To put this into perspective, according to the FBI’s 2024 Internet Crime Report, for example, Americans lost a record $9.3 billion to crypto-related scams, a 66 % year-over-year increase. Individuals aged 60 or older, who are the most vulnerable group, lost about $2.8 billion. Even more striking, scam-related flows remain massive: TRM also reports at least $10.7 billion in funds sent to fraud in 2024.
These are not just headline numbers, but they reflect deeply ingrained criminal activity.
Moreover, Chainalysis data points out that private-key compromises accounted for 43.8% of all stolen crypto in 2024, and North Korea-linked actors were responsible for a large share of that. The risk is not a minor thing—it affects the whole system if left unattended.
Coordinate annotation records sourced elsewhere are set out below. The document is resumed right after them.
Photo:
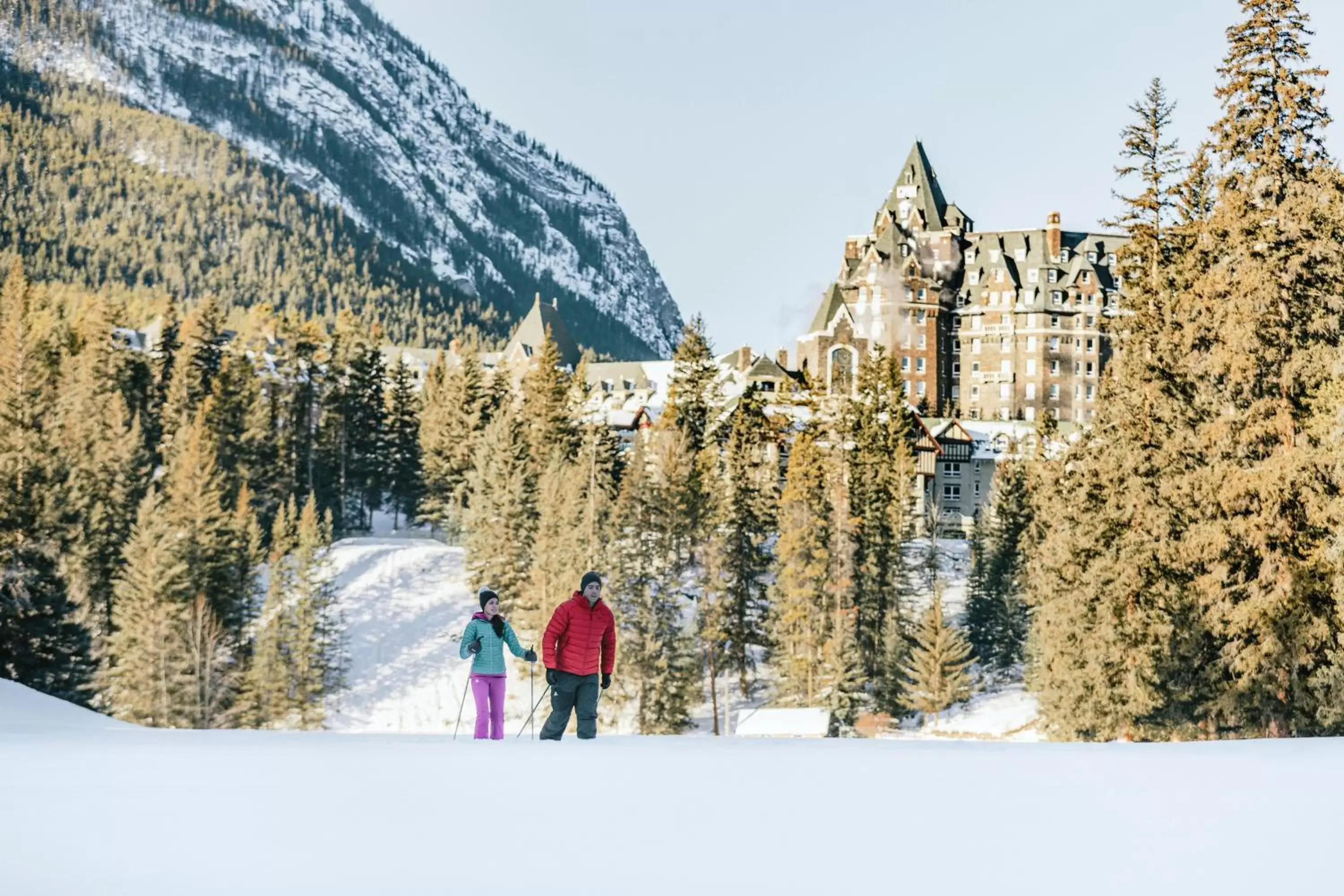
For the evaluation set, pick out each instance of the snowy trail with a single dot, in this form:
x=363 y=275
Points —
x=170 y=812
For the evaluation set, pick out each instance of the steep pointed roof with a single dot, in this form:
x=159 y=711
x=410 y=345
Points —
x=918 y=186
x=530 y=336
x=831 y=303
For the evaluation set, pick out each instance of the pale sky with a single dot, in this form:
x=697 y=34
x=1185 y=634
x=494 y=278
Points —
x=746 y=139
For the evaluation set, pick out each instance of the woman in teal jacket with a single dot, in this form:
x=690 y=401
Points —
x=484 y=638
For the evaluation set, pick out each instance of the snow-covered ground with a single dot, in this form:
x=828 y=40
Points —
x=119 y=810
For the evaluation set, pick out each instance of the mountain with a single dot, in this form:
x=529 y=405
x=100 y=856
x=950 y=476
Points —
x=347 y=108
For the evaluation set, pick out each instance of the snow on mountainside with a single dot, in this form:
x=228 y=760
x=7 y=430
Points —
x=350 y=109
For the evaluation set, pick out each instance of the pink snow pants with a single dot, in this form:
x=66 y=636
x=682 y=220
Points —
x=490 y=706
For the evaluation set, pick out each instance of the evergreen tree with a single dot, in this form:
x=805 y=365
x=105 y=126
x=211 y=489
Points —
x=881 y=474
x=502 y=517
x=800 y=606
x=659 y=664
x=940 y=661
x=148 y=676
x=996 y=616
x=42 y=640
x=455 y=413
x=738 y=552
x=404 y=447
x=1151 y=156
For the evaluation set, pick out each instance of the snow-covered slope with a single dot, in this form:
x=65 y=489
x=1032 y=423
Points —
x=23 y=710
x=405 y=601
x=146 y=812
x=354 y=112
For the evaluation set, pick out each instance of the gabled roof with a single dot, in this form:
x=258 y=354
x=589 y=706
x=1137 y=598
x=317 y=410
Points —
x=530 y=336
x=928 y=199
x=831 y=303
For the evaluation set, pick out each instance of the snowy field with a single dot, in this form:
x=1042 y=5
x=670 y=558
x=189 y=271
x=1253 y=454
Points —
x=92 y=806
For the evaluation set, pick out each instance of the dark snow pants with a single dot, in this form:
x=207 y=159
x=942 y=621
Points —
x=573 y=692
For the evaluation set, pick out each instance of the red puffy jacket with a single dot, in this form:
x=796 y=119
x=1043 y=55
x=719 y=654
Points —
x=580 y=636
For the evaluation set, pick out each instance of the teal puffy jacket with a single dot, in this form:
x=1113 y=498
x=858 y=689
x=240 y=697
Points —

What effective monitoring must look like in Web3
So, what does this all mean for transaction monitoring in Web3? To me, there are a few important things to remember.
- Attribution is essential. We need to advocate for clearer and more transparent wallet address attribution, even from decentralized platforms. Without it, we cannot effectively monitor actions, and enforcing the law becomes difficult.
- Automated systems must be wisely governed. Building on-chain monitoring is powerful, but only if risk models are able to adapt and are designed with real-world fraud tactics in mind.
- Collaboration across jurisdictions is non-negotiable. Compliance cannot work in isolation. We need collaboration among licensing authorities, legal systems, and technology providers to ensure effective regulation. This way, even platforms that are only partly regulated can still meet the required standards.
- Treat Web3 like an industry under active threat. Financial crimes in crypto are not a coincidence; it is a key strategy for bad actors. Monitoring systems need to reflect this seriousness.
A regulatory turning point: The role of legislation
If you look at recent regulatory developments, you can see glimmers of progress. The passage of the GENIUS Act in the US is especially noteworthy. The new law creates the first comprehensive federal regulatory framework for stablecoins, requiring stablecoin issuers to hold 100% liquid reserves and publish monthly disclosures. Many stakeholders have taken a positive view on this and are expecting other countries to follow suit.
Rather than confrontation, we should ideally see software providers and governance systems evolve in tandem with regulators. In many ways, this is the maturation Web3 needs. This will take some time to achieve, however, and some large countries, such as China, are still taking an outright hostile position to the decentralized components of Web3. Many groups in the Web3 space have a distrust against regulators and central authorities, and often for good reasons.
Clear rules help companies build better transaction monitoring tools with more confidence and legitimacy. However, new laws alone are not enough. Technology must keep up, and companies need to focus on creating strong systems that can effectively ensure compliance.
We need to acknowledge that decentralization brings risk just as much as power. Transaction monitoring and risk management in Web3 shouldn’t be an afterthought, but its foundation.
As someone who cares about the future of Web3, I believe there are opportunities here to create a safe and innovative environment. To achieve this, we need to focus on tracking transactions accurately, use automation wisely, push for meaningful and clear regulations, and approach Web3 as a serious industry, not just a lawless frontier.